A Keras implementation of YOLOv3 (Tensorflow backend) inspired by allanzelener/YAD2K.


Quick Start

  1. Download YOLOv3 weights from YOLO website.
  2. Convert the Darknet YOLO model to a Keras model.
  3. Run YOLO detection.
wget https://pjreddie.com/media/files/yolov3.weights
python convert.py yolov3.cfg yolov3.weights model_data/yolo.h5
python yolo_video.py [OPTIONS...] --image, for image detection mode, OR
python yolo_video.py [video_path] [output_path (optional)]

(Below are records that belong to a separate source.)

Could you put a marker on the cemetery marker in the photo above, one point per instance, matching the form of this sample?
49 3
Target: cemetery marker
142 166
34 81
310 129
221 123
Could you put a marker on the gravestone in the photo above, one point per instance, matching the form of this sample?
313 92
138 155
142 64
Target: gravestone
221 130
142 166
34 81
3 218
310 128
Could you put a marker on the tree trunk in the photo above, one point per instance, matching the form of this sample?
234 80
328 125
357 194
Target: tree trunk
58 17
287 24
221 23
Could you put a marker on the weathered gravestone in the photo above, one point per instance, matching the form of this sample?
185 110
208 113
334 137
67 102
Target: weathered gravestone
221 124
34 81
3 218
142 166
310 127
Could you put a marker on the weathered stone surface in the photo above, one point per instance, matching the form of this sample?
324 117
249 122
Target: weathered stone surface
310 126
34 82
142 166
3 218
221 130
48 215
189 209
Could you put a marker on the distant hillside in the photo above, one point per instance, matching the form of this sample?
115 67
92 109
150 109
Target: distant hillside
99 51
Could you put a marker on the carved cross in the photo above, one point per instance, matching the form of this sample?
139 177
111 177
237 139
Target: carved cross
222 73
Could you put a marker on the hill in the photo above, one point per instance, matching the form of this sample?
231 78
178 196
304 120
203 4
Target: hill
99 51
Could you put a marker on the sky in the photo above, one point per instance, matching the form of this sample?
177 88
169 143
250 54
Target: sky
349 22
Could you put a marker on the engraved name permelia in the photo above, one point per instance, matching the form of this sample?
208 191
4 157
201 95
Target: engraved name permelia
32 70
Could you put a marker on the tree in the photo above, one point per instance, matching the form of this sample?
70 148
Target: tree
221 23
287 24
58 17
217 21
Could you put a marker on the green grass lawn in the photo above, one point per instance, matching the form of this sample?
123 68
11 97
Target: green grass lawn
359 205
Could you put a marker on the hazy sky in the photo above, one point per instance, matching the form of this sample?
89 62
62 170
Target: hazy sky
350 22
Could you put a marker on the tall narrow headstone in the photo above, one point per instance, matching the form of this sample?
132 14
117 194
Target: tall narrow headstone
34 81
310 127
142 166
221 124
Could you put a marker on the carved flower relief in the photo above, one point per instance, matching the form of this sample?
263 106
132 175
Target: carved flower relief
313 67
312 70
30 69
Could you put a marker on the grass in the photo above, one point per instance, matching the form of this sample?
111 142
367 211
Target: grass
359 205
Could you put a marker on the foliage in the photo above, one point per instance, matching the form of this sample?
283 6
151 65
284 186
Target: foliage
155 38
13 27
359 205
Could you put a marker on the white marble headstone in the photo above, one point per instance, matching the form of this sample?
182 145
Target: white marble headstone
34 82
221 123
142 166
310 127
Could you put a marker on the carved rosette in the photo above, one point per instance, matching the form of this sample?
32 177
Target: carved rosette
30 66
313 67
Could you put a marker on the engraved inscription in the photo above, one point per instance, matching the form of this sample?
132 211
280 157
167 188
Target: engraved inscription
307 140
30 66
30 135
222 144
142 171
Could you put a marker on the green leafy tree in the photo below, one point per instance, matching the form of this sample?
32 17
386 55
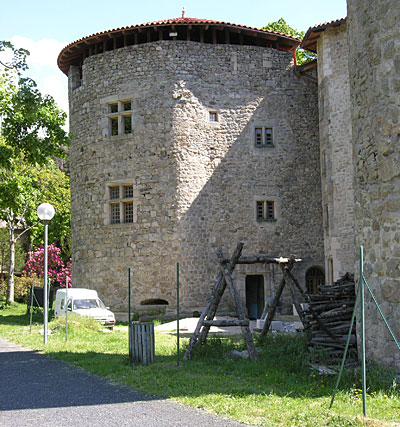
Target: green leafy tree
22 188
281 26
31 124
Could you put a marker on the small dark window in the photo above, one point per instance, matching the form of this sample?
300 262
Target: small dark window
114 193
114 126
115 213
127 124
213 116
315 278
260 210
128 191
258 136
128 212
265 210
268 136
263 137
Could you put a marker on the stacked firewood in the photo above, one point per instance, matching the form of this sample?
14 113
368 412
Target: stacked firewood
334 306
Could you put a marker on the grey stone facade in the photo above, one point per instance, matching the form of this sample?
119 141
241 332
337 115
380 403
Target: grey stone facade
195 182
336 152
374 64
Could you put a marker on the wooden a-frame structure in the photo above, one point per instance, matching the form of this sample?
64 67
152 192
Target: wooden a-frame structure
225 279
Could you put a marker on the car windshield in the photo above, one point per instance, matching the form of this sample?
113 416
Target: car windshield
87 303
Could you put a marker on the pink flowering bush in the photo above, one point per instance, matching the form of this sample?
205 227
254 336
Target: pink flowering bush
57 270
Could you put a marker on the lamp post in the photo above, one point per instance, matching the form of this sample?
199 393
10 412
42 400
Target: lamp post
45 213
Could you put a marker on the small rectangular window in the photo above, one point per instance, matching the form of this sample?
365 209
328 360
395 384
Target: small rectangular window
128 191
115 213
260 210
213 116
127 124
120 118
258 136
268 136
114 193
263 137
265 210
114 125
128 212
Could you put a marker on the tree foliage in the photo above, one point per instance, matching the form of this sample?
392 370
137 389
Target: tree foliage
58 270
31 136
281 26
31 124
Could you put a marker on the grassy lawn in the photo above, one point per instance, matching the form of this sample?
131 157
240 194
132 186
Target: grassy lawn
278 390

For Tiny YOLOv3, just do in a similar way, just specify model path and anchor path with --model model_file and --anchors anchor_file.

Usage

Use --help to see usage of yolo_video.py:

usage: yolo_video.py [-h] [--model MODEL] [--anchors ANCHORS]
                     [--classes CLASSES] [--gpu_num GPU_NUM] [--image]
                     [--input] [--output]

positional arguments:
  --input        Video input path
  --output       Video output path

optional arguments:
  -h, --help         show this help message and exit
  --model MODEL      path to model weight file, default model_data/yolo.h5
  --anchors ANCHORS  path to anchor definitions, default
                     model_data/yolo_anchors.txt
  --classes CLASSES  path to class definitions, default
                     model_data/coco_classes.txt
  --gpu_num GPU_NUM  Number of GPU to use, default 1
  --image            Image detection mode, will ignore all positional arguments

  1. MultiGPU usage: use --gpu_num N to use N GPUs. It is passed to the Keras multi_gpu_model().

Training

  1. Generate your own annotation file and class names file.
    One row for one image;
    Row format: image_file_path box1 box2 ... boxN;
    Box format: x_min,y_min,x_max,y_max,class_id (no space).
    For VOC dataset, try python voc_annotation.py
    Here is an example:

    path/to/img1.jpg 50,100,150,200,0 30,50,200,120,3
    path/to/img2.jpg 120,300,250,600,2
    ...
    
  2. Make sure you have run python convert.py -w yolov3.cfg yolov3.weights model_data/yolo_weights.h5
    The file model_data/yolo_weights.h5 is used to load pretrained weights.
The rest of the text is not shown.